When Knapp reached Santa Barbara, it was still a small town surrounded by the vast Santa Ynez Mountains, and connected with the Santa Ynez Valley by a few small horse trails. Knapp was one of the few people that weren't satisfied by this, and in 1916 spent about five million dollars to help build a road along the ridgeline; it was then that Knapp fell in love with the view and scenery at the top of the hills. This was important, because from 1916 until 1920, Knapp began to buy up land - enough land to build four "lodges": one by Wind Cave, another by Refugio Pass, a third in the upper Santa Ynez drainage, and finally the "castle" above Painted Cave. The Castle was started in 1916 after Knapp purchased 160 acres near the Laurel Springs Ranch. Knapp wanted, in his words, "to make the tract a private mountain lodge that in natural beauty and grandeur will have few to equal it on the American continent." Knapp's new castle had seven buildings in all, carved from thick sandstone blocks. The main house had five bedrooms, a large hallway, dining room, observatory, and a room built for Knapp's other love - his pipe organ. More than twenty men were employed over the course of construction of the lodge, which wasn't finished until 1920. In addition to the main house, Knapp built a studio next to it, a workman's cottage below, a dormitory that housed six servants, and a superintendent's house in the hollow by the lower road.

Soon after Knapp finished his dream house, he discovered a series of cascades in his lower canyon to the east of the lodge, known as Lewis Falls.

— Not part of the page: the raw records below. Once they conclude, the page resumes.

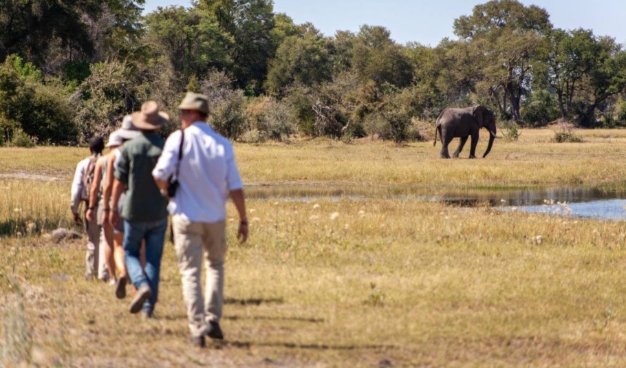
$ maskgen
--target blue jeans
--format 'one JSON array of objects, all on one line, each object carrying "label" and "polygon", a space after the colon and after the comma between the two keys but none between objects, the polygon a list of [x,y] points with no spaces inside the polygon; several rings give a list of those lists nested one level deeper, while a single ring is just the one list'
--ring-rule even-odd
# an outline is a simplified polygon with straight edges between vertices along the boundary
[{"label": "blue jeans", "polygon": [[[143,310],[154,310],[159,295],[159,275],[161,270],[161,257],[163,255],[163,242],[167,218],[154,222],[131,221],[124,220],[124,259],[126,269],[133,285],[138,289],[148,284],[152,296],[146,301]],[[146,272],[141,267],[139,251],[141,241],[146,240]]]}]

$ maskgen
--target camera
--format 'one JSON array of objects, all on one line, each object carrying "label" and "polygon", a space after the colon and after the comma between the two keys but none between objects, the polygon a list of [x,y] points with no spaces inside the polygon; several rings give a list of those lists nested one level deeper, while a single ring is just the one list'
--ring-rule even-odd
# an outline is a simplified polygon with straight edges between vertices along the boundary
[{"label": "camera", "polygon": [[170,198],[173,198],[176,195],[176,190],[178,189],[178,180],[174,179],[174,176],[172,175],[169,178],[169,184],[167,186],[167,196]]}]

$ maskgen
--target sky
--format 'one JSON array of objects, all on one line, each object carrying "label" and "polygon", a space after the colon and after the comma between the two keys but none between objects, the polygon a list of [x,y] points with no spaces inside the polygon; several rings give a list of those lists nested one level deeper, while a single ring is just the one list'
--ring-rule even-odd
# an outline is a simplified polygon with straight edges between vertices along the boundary
[{"label": "sky", "polygon": [[[436,46],[454,38],[453,24],[469,15],[474,6],[487,0],[274,0],[275,12],[285,13],[296,23],[310,22],[326,36],[338,30],[358,32],[363,24],[382,25],[400,43],[415,41]],[[548,10],[554,27],[590,29],[626,43],[626,1],[623,0],[521,0]],[[191,6],[191,0],[146,0],[145,12],[158,6]]]}]

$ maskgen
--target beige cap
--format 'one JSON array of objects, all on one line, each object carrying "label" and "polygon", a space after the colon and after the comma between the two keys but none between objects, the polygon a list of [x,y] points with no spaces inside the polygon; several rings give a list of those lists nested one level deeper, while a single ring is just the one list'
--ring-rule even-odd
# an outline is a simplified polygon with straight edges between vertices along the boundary
[{"label": "beige cap", "polygon": [[133,125],[142,130],[158,130],[169,120],[169,115],[159,111],[154,101],[147,101],[141,105],[140,111],[133,113]]},{"label": "beige cap", "polygon": [[179,110],[195,110],[208,113],[208,97],[204,94],[187,92],[182,102],[178,105]]}]

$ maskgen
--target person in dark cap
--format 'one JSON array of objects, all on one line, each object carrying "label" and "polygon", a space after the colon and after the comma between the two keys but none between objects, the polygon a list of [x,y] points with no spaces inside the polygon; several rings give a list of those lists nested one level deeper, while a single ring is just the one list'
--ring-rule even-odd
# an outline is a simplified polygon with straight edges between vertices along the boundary
[{"label": "person in dark cap", "polygon": [[[159,279],[163,243],[167,228],[167,201],[161,197],[152,179],[164,141],[158,131],[169,116],[159,111],[154,101],[141,106],[132,114],[132,122],[141,134],[124,144],[115,163],[109,221],[114,226],[124,224],[123,248],[126,270],[137,293],[129,307],[131,313],[142,312],[152,318],[158,300]],[[118,204],[127,188],[121,213]],[[142,268],[140,250],[146,243],[146,268]]]},{"label": "person in dark cap", "polygon": [[[85,218],[83,221],[80,215],[81,212],[84,217],[88,210],[96,210],[96,208],[89,208],[89,188],[94,180],[96,162],[102,155],[104,149],[105,141],[102,137],[95,136],[89,140],[89,151],[91,154],[76,165],[74,182],[72,184],[70,206],[74,223],[76,225],[82,225],[84,222],[87,234],[85,277],[89,279],[97,277],[99,279],[107,281],[109,280],[109,272],[105,265],[103,255],[100,255],[100,226],[95,219],[89,221]],[[84,206],[82,206],[81,210],[83,204]]]}]

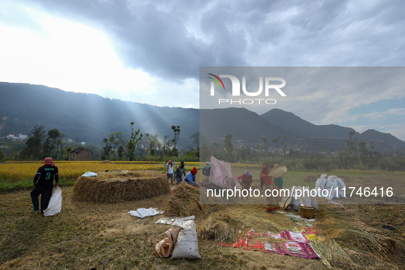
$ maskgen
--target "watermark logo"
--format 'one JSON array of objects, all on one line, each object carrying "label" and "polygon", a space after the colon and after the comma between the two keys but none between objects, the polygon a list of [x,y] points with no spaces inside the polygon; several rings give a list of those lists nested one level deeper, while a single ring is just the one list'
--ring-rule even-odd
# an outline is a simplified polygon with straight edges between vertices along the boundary
[{"label": "watermark logo", "polygon": [[[221,78],[228,78],[231,80],[231,83],[232,85],[232,96],[233,97],[240,97],[241,96],[241,82],[239,79],[232,75],[220,75],[219,77],[214,75],[212,73],[207,73],[210,75],[211,76],[214,77],[208,77],[208,78],[211,79],[214,82],[211,82],[210,85],[210,95],[211,96],[215,95],[215,82],[219,86],[219,89],[221,89],[223,87],[223,90],[225,90],[225,85],[223,84],[223,82]],[[266,97],[269,97],[269,93],[271,89],[274,89],[280,94],[282,97],[286,97],[286,94],[280,89],[285,86],[286,85],[286,80],[280,77],[266,77],[264,79],[265,81],[265,95]],[[271,82],[281,82],[281,84],[271,84]],[[220,84],[221,83],[221,84]],[[242,77],[242,91],[243,94],[248,97],[258,97],[262,95],[263,92],[263,77],[259,77],[259,88],[256,92],[249,92],[246,89],[246,77]],[[239,104],[254,104],[258,103],[260,104],[260,102],[265,103],[266,104],[275,104],[277,101],[274,99],[219,99],[218,102],[219,104],[221,103],[239,103]]]}]

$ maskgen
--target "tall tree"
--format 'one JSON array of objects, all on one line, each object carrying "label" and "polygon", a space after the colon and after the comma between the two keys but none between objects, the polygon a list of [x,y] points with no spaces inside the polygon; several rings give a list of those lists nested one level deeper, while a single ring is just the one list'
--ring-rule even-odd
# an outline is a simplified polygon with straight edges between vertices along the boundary
[{"label": "tall tree", "polygon": [[101,159],[108,160],[108,156],[110,156],[110,152],[112,149],[112,146],[111,145],[110,140],[108,140],[107,138],[104,138],[103,143],[104,143],[105,145],[103,147],[103,154],[101,155]]},{"label": "tall tree", "polygon": [[134,130],[134,122],[131,122],[131,138],[128,140],[122,132],[113,133],[110,135],[109,140],[114,143],[116,147],[121,146],[128,160],[135,160],[135,149],[136,145],[143,137],[143,134],[140,133],[140,129]]},{"label": "tall tree", "polygon": [[169,139],[169,138],[170,136],[165,135],[162,141],[162,150],[163,151],[163,154],[164,156],[167,155],[168,152],[170,151],[170,147],[171,146],[172,142]]},{"label": "tall tree", "polygon": [[177,145],[177,141],[179,140],[179,135],[180,134],[180,126],[177,125],[177,127],[175,125],[172,125],[171,126],[171,129],[173,130],[173,132],[174,132],[174,138],[171,140],[171,141],[173,142],[173,154],[175,156],[178,156],[178,152],[177,152],[177,149],[176,147]]},{"label": "tall tree", "polygon": [[195,132],[190,137],[193,140],[193,143],[195,145],[195,150],[199,151],[199,132]]},{"label": "tall tree", "polygon": [[42,143],[47,138],[47,131],[43,125],[36,125],[28,134],[29,138],[27,140],[25,147],[21,151],[21,156],[38,158],[42,156]]}]

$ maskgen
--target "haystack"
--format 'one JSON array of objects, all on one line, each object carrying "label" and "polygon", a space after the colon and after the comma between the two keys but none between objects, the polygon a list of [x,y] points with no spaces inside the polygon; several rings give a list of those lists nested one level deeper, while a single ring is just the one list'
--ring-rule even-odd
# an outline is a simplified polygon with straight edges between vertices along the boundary
[{"label": "haystack", "polygon": [[169,217],[190,217],[205,213],[211,205],[199,204],[199,188],[182,182],[171,191],[164,206]]},{"label": "haystack", "polygon": [[98,173],[97,177],[79,177],[73,199],[79,201],[112,204],[136,201],[169,193],[165,175],[154,171]]},{"label": "haystack", "polygon": [[399,269],[393,255],[404,247],[355,217],[327,215],[317,224],[323,241],[313,244],[329,269]]},{"label": "haystack", "polygon": [[226,213],[214,213],[205,219],[199,226],[197,234],[203,239],[219,242],[234,243],[237,241],[236,228],[238,222]]}]

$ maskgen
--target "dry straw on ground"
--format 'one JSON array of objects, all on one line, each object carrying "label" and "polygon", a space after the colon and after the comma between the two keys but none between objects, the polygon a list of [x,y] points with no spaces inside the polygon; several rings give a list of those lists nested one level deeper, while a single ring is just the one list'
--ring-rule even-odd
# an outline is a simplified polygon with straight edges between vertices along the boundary
[{"label": "dry straw on ground", "polygon": [[320,177],[321,175],[319,175],[311,174],[307,176],[306,178],[304,180],[304,182],[307,183],[315,183]]},{"label": "dry straw on ground", "polygon": [[182,182],[171,191],[171,197],[164,206],[169,217],[190,217],[204,214],[211,206],[199,204],[199,188]]},{"label": "dry straw on ground", "polygon": [[234,226],[236,220],[226,213],[214,213],[204,219],[199,226],[197,234],[203,239],[212,240],[217,243],[234,243],[237,241]]},{"label": "dry straw on ground", "polygon": [[73,199],[112,204],[151,198],[170,191],[165,175],[153,171],[99,173],[97,177],[79,177]]},{"label": "dry straw on ground", "polygon": [[101,161],[101,162],[99,162],[99,163],[101,163],[101,164],[108,164],[108,164],[110,164],[110,163],[114,163],[114,162],[112,162],[109,160],[103,160],[103,161]]},{"label": "dry straw on ground", "polygon": [[325,241],[314,248],[323,264],[331,269],[400,269],[397,260],[403,256],[397,254],[405,250],[403,244],[367,225],[354,212],[342,211],[335,209],[317,224]]}]

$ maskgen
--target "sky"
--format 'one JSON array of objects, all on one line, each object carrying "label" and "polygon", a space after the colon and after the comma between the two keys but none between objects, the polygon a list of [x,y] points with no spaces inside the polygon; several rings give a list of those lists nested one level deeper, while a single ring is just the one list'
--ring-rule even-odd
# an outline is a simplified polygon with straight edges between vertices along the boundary
[{"label": "sky", "polygon": [[[284,71],[274,77],[294,67],[286,97],[252,110],[405,140],[404,10],[382,0],[0,0],[0,82],[200,108],[200,67]],[[294,83],[306,67],[320,79]],[[355,69],[356,79],[350,67],[376,69]]]}]

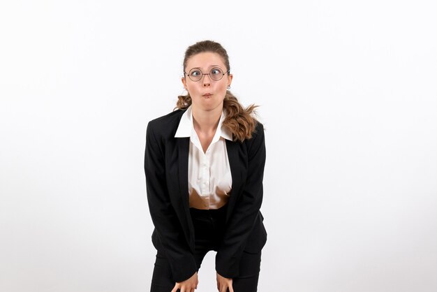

There he installed lighting to illuminate the falls and built a bathhouse. He even had organ music piped down from the main house.

The organ music was provided by resident organist Dion Kennedy. Occasionally concerts were held at the hilltop castle, with musicians that included Kennedy and other musicians of local and national repute, including Bruno Walter and Otto Klemperer.

Today all that remains of the castle are a few stone ruins and some stone chimneys rising into the sky. In 1940, Ms. Francis Holden purchased the property, and just five weeks later it burned to the ground in the Paradise Fire. As the house burned, a close friend of Ms. Holden painted the scene until she was forced to evacuate by the Forest Service. Ms. Holden was only able to throw a few things into a bed sheet and abandon the house. Later, when her chauffeur went back to retrieve more, he made it past the road block and to the top of a hill just in time to see the house being engulfed in flames. Five days later only the observatory remained; the castle was never rebuilt because the cost was far too great. The Coyote Fire claimed the observatory in 1964, and with that the last stronghold of Knapp's beautiful American castle finally faded.

Fortunately, the beauty that Knapp saw in the site still remains, perhaps made even more beautiful by the graceful stone ruins of the house. You can stand in the center of the octagon-shaped footprint of the observatory, and view the scene that Knapp must have seen as he rose over he crest to his newly purchased property nearly a century ago.

To visit the ruins, drive up Highway 154 and turn right on East Camino Cielo. Continue for two miles (one mile past Painted Cave Road) to a prominent saddle with a locked Forest Service gate. Park there and hike the half-mile down to the driveway of the castle. At one curve, the silhouette of Knapp's Lodge comes into view.

This place is simply amazing; I have been there many times. Once at sunrise watching the world awaken as the mists burned off, the sight sent shivers down my spine. I'd be happy to help any noders who visit Santa Barbara help find if they don't think my directions are adequate.